05) Skyler McGlothlin – Retro/Grade OST
Retro/Grade’s excellence comes in the form of its 10 tracks, all of which sound like a complete synthpop album even without having a game to play shooting with. Each one has its own song structure and catchy riffs. Each song clocks in around the four-minute mark too and feels perfectly complete. Other tracks finish off the album too but this is chip-snyth at its finest!

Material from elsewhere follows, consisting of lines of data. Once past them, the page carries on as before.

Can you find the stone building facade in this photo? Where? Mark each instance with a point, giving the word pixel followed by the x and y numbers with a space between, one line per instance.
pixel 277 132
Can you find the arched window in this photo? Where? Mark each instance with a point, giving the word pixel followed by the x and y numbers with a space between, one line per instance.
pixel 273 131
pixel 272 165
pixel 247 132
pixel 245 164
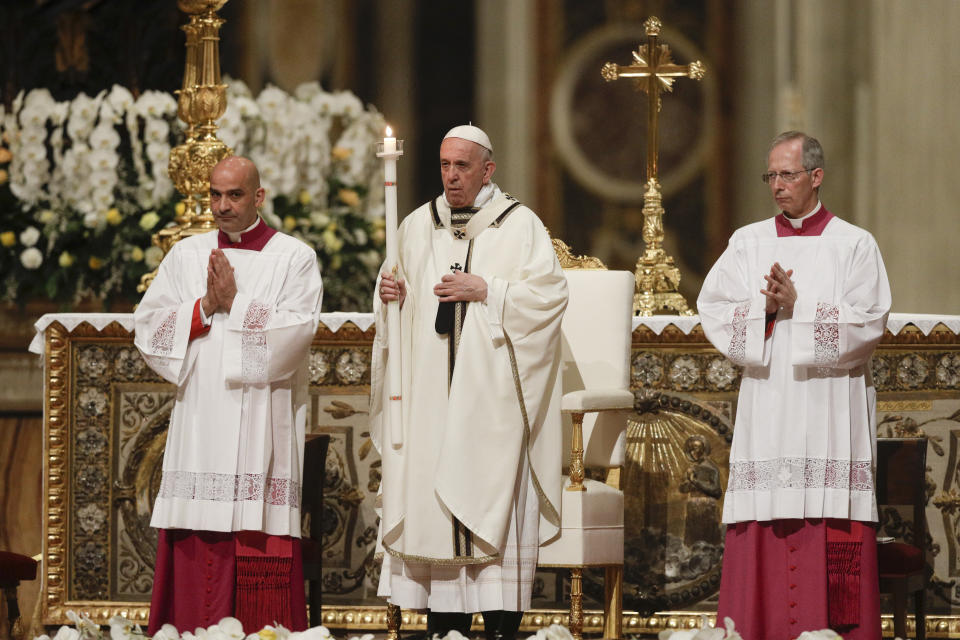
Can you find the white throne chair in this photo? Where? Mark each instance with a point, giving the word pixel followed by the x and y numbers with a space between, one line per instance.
pixel 596 398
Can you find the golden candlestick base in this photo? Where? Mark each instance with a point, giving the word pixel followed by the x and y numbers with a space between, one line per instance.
pixel 200 102
pixel 657 277
pixel 654 72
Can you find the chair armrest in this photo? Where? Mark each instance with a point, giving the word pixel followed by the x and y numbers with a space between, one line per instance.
pixel 596 400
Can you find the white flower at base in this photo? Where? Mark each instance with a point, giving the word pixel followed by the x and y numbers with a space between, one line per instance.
pixel 705 632
pixel 29 236
pixel 166 632
pixel 67 633
pixel 152 257
pixel 553 632
pixel 31 258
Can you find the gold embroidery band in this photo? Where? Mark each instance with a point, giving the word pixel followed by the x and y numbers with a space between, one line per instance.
pixel 442 561
pixel 549 507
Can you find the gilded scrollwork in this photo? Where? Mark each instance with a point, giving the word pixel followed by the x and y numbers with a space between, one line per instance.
pixel 96 505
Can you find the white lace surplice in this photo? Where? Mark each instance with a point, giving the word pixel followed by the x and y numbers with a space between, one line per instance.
pixel 805 435
pixel 234 453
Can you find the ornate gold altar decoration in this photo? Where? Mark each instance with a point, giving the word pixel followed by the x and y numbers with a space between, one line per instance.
pixel 201 101
pixel 657 276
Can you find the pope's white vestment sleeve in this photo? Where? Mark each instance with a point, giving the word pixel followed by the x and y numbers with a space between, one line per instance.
pixel 841 331
pixel 162 321
pixel 732 309
pixel 266 340
pixel 380 354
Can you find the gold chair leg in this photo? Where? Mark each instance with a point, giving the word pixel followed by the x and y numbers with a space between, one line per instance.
pixel 576 453
pixel 613 602
pixel 393 622
pixel 576 603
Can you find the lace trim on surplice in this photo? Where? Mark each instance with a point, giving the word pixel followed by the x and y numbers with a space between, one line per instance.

04) Casey Ormand – Final Fantasy XII Piano Collections
I’m such a sucker for piano and wondered why FFXII had been missed out, much like VII on the piano collections front. I struggled with the original soundtrack as was curious to see these arrangements as I found the melodies were so hidden in the original works, I didn’t have the interest to find them. They certainly are there and are brought to life dripping in emotional in what is more an ivory suite than a collection. The way each track seems to have passes and movements shifting from euphoric climaxes to the gentle plinks of high minor keys in a breath – it’s a joy to listen to and a far superior work than its source (for me at least).

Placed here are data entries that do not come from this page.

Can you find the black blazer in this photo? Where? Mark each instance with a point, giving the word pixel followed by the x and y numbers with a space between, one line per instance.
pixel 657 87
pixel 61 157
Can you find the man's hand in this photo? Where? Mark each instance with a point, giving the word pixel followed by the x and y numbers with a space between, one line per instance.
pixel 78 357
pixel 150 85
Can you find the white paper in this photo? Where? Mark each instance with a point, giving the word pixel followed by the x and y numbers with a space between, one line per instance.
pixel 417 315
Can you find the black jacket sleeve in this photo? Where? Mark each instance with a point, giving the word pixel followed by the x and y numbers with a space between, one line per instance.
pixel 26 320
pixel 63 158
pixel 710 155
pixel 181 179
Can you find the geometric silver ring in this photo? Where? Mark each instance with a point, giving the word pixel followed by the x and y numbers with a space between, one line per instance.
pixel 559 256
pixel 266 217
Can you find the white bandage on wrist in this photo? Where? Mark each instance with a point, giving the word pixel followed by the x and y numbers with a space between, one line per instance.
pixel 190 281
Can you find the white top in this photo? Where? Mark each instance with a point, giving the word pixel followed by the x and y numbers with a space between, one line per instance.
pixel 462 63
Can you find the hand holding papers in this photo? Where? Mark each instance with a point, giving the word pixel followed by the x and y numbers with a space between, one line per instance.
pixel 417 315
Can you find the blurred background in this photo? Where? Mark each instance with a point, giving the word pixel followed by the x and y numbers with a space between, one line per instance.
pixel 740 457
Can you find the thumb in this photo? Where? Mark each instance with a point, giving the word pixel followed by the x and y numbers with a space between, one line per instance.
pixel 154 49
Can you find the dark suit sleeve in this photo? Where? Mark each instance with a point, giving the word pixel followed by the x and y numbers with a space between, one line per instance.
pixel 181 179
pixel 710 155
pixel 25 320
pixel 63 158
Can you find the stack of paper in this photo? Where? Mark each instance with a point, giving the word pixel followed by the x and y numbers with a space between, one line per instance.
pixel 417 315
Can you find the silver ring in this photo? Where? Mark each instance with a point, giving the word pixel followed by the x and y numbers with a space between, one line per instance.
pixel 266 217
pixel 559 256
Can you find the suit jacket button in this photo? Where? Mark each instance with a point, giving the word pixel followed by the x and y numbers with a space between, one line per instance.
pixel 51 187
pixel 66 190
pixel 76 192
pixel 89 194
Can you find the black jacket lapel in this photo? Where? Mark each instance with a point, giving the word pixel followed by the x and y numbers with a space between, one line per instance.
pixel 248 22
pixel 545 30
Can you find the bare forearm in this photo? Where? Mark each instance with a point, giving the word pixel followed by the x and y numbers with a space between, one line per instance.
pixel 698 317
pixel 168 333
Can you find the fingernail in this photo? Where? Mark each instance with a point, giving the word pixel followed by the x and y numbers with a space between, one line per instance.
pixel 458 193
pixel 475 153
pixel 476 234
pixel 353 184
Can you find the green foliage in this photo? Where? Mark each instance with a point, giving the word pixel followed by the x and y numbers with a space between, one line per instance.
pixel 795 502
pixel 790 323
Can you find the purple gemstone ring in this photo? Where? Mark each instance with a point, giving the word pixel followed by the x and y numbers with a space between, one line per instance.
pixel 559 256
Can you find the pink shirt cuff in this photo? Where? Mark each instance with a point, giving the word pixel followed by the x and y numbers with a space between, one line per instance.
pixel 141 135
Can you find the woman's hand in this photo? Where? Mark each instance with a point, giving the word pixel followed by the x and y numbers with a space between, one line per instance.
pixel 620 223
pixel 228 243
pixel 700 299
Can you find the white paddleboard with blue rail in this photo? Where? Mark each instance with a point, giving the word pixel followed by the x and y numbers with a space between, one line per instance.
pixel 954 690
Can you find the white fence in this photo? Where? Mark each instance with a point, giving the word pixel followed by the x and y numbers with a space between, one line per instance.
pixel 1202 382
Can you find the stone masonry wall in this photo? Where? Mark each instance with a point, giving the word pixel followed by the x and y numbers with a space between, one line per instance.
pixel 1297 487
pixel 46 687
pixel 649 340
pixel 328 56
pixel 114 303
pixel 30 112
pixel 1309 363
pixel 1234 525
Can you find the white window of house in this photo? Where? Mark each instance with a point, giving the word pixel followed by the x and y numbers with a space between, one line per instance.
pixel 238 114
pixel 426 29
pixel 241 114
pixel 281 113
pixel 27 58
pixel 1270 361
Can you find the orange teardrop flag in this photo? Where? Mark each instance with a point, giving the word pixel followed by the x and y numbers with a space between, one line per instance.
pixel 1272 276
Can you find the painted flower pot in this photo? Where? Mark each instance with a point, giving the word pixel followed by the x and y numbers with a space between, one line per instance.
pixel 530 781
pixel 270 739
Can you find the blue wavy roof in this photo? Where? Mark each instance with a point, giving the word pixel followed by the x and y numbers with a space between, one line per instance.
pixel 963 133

03) Brian D’Oliveira – Papo & Yo OST
This soundtrack oozes Brazil. From the native percussion to the intricate guitar work to the hushed singing child, it’s all shimmering and perfectly balanced. It has a tone where things are playful but underneath you can still tell something is wrong – much like the game and its narration itself. There’s a sadness and a mystery in the mbira and woodwind – an emptiness even though there’s a warm tone to all the instruments. It’s clever and engaging and each time I hear the soundtrack I’m lost in its world.
02) DVA – Botanicula OST
Narrowly missing out on the victory (the top 4 are way clear of the rest) DVA put together an absolute blinder of a soundtrack from Botanicula. Sounding like a happy Sigur Ros on helium is no small accomplishment and once passed the magical main theme you’re into obscure percussive beats, double bass melodies, weird vocal ticks, industrial noises and animal sounds over god knows what. It’s a work of art that will stay in my heart for many years to come.

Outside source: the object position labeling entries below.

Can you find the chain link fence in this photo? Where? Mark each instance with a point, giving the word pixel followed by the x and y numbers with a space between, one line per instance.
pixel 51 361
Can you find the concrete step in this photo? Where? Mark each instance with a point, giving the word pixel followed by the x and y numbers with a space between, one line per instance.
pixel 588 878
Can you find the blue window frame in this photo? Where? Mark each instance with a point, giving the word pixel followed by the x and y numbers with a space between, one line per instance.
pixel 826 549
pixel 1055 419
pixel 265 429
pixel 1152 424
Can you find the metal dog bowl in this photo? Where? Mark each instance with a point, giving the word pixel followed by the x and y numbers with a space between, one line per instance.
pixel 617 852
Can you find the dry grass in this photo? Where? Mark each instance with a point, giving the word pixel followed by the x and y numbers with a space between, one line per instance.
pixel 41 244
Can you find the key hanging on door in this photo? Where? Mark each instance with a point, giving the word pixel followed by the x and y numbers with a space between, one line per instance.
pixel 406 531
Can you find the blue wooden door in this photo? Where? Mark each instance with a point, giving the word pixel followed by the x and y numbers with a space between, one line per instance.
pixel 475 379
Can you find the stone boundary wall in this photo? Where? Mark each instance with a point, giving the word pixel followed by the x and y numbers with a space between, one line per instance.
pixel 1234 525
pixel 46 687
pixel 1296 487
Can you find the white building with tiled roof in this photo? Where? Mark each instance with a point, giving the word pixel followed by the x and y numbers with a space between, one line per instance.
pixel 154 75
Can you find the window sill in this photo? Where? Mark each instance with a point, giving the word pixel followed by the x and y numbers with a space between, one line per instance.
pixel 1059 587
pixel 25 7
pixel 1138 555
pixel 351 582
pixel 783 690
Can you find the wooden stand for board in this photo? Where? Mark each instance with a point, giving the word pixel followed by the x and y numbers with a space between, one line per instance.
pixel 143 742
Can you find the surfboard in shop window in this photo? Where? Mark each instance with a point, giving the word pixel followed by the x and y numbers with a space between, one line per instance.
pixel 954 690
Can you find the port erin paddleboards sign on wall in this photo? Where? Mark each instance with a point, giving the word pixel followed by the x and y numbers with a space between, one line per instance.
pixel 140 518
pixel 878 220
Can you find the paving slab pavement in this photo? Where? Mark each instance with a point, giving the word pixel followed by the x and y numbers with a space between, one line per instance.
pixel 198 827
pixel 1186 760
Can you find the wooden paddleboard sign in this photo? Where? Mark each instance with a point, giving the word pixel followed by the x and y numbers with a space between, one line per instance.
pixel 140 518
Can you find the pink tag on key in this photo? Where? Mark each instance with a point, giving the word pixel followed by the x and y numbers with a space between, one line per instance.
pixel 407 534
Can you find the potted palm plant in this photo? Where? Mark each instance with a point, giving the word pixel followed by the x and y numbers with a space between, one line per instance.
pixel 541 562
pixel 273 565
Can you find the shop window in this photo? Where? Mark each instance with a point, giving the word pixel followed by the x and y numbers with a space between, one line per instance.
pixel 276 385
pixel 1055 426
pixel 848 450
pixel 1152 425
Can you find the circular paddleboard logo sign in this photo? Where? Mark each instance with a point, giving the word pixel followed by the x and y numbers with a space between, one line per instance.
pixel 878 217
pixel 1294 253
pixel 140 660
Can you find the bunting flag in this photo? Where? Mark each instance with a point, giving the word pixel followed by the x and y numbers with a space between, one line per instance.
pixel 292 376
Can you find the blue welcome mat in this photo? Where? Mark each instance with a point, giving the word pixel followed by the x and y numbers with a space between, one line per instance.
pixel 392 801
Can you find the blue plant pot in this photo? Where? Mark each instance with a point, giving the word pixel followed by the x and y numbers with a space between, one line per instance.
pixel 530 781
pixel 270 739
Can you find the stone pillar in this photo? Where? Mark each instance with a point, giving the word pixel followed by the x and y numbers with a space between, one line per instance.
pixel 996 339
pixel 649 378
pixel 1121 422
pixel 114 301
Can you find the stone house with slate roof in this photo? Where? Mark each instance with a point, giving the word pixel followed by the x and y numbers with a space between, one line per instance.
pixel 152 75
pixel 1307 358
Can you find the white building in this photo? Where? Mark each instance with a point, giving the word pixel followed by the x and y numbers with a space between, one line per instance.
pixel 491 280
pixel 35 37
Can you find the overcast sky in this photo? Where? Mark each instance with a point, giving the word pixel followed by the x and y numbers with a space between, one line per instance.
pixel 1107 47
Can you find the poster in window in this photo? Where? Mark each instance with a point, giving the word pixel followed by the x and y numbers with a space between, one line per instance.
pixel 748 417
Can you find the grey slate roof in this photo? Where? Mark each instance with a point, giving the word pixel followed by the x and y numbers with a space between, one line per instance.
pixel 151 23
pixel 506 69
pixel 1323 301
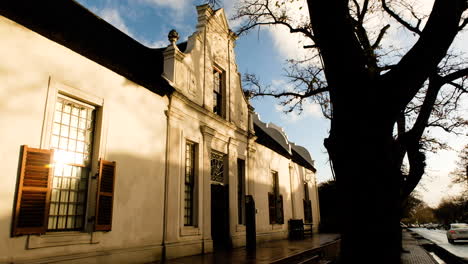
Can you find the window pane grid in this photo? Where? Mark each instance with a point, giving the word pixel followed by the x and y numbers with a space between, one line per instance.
pixel 189 184
pixel 72 140
pixel 217 91
pixel 217 167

01) Austin Wintory – Journey
I’m not sure what can be said about the Journey soundtrack that hasn’t already been said before. It simply breaks my heart, rips it to pieces and then mends it with eye watering beauty. Coupled with the game its moving to the core. As a standalone musical work it is still one of the most impressive, important and emotional hours of music I feel like taking time and time again. Timeless.
All of the soundtracks here deserve your attention. I can’t wait to see what 2013 offers us.